All checkpoints are referenced using the Tinker path format: tinker://run-id/weights/checkpoint-id

Prerequisites

{:ok, _} = Application.ensure_all_started(:tinkex)

config =
  Tinkex.Config.new(
    api_key: System.fetch_env!("TINKER_API_KEY"),
    base_url: System.get_env("TINKER_BASE_URL", "https://tinker.thinkingmachines.dev/services/tinker-prod")
  )

{:ok, service} = Tinkex.ServiceClient.start_link(config: config)
{:ok, rest_client} = Tinkex.ServiceClient.create_rest_client(service)

Saving and Loading Training Checkpoints

Save a named checkpoint during training:

{:ok, task} = Tinkex.TrainingClient.save_state(training_client, "checkpoint-001")
{:ok, %Tinkex.Types.SaveWeightsResponse{path: checkpoint_path}} = Task.await(task)

Save an expiring checkpoint by passing a TTL in seconds:

{:ok, task} =
  Tinkex.TrainingClient.save_state(training_client, "checkpoint-001", ttl_seconds: 86_400)

{:ok, %Tinkex.Types.SaveWeightsResponse{path: checkpoint_path}} = Task.await(task)

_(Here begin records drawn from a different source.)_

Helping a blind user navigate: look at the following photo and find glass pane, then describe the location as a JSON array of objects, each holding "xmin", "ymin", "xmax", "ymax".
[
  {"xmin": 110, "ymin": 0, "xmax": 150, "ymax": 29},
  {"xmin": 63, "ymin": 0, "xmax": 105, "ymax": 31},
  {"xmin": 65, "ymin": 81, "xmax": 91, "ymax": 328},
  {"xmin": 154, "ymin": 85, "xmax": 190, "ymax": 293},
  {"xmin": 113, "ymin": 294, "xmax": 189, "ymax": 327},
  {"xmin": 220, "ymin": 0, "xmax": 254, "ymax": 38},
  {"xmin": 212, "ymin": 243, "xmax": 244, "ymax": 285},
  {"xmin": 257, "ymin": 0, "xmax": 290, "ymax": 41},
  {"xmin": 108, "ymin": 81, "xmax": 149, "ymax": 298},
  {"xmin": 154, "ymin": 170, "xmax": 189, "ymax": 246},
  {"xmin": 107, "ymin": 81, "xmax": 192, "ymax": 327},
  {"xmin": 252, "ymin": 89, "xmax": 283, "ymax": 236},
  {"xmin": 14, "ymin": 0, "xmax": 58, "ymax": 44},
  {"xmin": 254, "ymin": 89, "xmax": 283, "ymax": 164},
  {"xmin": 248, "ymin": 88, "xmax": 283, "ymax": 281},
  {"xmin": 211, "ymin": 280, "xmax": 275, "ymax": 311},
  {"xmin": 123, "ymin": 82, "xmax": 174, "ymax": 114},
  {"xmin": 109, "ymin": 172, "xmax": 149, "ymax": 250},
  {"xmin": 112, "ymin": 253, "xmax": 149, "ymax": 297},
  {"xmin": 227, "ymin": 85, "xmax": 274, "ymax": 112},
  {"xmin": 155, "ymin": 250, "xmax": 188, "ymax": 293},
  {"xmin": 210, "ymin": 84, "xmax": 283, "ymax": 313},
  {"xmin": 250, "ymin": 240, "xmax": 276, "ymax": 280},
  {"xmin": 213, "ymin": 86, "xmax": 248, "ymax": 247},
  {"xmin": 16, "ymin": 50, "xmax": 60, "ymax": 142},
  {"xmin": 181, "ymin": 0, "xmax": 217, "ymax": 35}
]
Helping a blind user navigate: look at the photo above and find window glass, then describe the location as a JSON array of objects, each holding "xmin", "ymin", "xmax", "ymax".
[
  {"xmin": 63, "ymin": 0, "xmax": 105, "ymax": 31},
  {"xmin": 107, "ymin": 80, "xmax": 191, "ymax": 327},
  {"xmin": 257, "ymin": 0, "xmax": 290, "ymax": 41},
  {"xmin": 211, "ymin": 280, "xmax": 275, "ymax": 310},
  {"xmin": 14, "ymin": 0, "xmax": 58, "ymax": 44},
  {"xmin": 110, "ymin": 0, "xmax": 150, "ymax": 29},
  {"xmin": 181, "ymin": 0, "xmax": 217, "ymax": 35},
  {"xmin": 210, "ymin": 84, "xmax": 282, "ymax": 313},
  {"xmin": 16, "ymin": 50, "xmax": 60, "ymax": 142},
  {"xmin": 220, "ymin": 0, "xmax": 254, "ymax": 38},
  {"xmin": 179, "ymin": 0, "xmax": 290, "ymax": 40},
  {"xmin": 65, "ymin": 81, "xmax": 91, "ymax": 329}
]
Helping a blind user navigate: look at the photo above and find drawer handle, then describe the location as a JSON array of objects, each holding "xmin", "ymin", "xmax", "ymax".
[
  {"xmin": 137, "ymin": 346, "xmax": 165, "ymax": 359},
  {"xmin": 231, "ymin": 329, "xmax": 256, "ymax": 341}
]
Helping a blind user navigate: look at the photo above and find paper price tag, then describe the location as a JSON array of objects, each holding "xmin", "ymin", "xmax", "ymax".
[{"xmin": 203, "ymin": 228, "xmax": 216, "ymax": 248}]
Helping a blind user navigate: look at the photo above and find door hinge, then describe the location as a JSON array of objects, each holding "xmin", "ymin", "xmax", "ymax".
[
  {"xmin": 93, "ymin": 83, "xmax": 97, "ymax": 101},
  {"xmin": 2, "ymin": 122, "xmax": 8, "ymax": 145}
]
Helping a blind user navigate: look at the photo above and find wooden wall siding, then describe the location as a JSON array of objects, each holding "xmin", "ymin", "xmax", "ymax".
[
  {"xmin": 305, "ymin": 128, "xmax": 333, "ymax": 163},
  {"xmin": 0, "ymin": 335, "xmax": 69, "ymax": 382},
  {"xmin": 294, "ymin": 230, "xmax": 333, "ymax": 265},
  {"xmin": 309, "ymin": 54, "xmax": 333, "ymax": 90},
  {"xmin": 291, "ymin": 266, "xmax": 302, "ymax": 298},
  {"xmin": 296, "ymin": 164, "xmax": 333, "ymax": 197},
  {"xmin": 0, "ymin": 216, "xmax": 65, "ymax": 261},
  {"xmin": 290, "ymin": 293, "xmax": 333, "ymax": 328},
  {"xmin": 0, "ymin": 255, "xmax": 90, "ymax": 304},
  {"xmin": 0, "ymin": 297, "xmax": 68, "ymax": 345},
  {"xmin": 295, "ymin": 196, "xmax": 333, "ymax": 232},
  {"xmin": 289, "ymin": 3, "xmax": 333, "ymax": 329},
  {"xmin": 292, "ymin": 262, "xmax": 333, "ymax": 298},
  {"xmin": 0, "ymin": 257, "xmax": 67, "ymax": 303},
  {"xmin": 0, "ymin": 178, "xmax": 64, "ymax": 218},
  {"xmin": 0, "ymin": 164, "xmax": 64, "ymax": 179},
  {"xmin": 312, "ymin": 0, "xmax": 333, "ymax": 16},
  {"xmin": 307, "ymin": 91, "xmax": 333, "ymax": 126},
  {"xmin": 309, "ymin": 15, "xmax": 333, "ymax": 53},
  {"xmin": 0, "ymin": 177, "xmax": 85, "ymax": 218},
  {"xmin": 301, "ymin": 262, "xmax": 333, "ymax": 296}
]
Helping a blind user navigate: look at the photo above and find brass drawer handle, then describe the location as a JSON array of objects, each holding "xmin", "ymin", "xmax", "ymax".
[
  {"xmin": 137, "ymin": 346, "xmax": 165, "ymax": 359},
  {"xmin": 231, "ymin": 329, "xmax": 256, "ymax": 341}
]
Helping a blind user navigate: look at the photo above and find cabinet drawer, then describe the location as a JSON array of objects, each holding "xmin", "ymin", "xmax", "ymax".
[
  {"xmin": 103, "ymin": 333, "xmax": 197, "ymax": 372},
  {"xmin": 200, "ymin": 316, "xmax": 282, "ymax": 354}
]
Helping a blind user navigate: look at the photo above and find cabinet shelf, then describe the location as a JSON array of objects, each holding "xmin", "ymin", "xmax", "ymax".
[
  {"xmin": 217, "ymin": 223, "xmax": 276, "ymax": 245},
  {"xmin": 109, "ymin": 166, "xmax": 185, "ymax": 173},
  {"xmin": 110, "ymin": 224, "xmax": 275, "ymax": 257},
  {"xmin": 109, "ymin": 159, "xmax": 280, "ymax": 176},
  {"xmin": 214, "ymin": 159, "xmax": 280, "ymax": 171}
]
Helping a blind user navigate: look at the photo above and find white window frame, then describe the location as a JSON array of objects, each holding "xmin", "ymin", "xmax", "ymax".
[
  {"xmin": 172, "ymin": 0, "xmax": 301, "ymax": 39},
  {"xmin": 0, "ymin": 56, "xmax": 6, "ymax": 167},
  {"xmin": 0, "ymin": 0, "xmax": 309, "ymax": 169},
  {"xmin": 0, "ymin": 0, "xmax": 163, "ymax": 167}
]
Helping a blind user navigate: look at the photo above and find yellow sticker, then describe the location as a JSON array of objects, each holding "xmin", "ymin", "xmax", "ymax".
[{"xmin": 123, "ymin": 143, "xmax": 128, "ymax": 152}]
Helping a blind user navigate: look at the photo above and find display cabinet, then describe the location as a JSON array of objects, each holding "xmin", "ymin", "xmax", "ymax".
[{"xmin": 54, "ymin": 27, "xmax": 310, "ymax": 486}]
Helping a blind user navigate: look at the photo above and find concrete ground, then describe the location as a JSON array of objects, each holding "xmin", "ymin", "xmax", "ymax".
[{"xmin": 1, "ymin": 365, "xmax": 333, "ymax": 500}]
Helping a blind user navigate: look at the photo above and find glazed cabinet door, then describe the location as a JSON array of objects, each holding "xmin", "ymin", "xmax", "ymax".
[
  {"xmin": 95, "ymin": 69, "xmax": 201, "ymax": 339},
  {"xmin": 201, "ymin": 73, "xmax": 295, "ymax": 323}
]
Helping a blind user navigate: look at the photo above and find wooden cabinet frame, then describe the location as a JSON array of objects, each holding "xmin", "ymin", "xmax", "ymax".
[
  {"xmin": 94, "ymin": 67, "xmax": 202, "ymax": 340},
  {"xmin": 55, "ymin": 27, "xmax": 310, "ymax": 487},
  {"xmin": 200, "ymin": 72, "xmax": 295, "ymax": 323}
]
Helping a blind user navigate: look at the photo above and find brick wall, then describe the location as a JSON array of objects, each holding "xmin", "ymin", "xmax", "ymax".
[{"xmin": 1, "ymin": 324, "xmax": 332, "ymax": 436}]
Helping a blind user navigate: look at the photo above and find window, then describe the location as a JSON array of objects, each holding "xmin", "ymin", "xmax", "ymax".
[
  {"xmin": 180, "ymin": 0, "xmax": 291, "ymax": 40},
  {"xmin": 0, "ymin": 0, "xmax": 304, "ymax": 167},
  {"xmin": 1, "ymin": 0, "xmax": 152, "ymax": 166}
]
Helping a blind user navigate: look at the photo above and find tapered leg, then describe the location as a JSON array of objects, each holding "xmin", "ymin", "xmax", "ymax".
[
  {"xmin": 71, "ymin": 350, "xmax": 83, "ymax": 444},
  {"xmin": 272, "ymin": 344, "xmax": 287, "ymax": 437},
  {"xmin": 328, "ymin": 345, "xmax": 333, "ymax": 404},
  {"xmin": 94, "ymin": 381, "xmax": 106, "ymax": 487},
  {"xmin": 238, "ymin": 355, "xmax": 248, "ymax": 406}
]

Load weights (without optimizer state) for transfer learning or evaluation:

{:ok, task} =
  Tinkex.TrainingClient.load_state(training_client, "tinker://run-id/weights/checkpoint-001")

{:ok, _} = Task.await(task)

Resume training with optimizer state preserved:

{:ok, task} =
  Tinkex.TrainingClient.load_state_with_optimizer(
    training_client,
    "tinker://run-id/weights/checkpoint-001"
  )

{:ok, _} = Task.await(task)

Create a new training client directly from a checkpoint:

{:ok, training_client} =
  Tinkex.ServiceClient.create_training_client_from_state(
    service,
    "tinker://run-id/weights/checkpoint-001"
  )

To restore optimizer state as well, use:

{:ok, training_client} =
  Tinkex.ServiceClient.create_training_client_from_state_with_optimizer(
    service,
    "tinker://run-id/weights/checkpoint-001"
  )

Tinker Path Format

Checkpoints use a structured URI format:

tinker://run-id/weights/checkpoint-id

Examples:

tinker://run-abc123/weights/0001
tinker://session-xyz/weights/checkpoint-final

This format uniquely identifies a checkpoint and is used throughout the API.

Parsing Tinker Paths

Use Tinkex.Types.ParsedCheckpointTinkerPath.from_tinker_path/1 to validate and extract the components of a tinker:// checkpoint path. It returns {:ok, %ParsedCheckpointTinkerPath{tinker_path: ..., training_run_id: ..., checkpoint_type: "training" | "sampler", checkpoint_id: ...}} or {:error, %Tinkex.Error{category: :user}} for invalid input. The helper is shared by REST/CLI helpers so you see consistent validation errors for bad paths.

Listing Checkpoints

List All User Checkpoints

Get all checkpoints for the current user with pagination:

{:ok, response} = Tinkex.RestClient.list_user_checkpoints(rest_client, limit: 100, offset: 0)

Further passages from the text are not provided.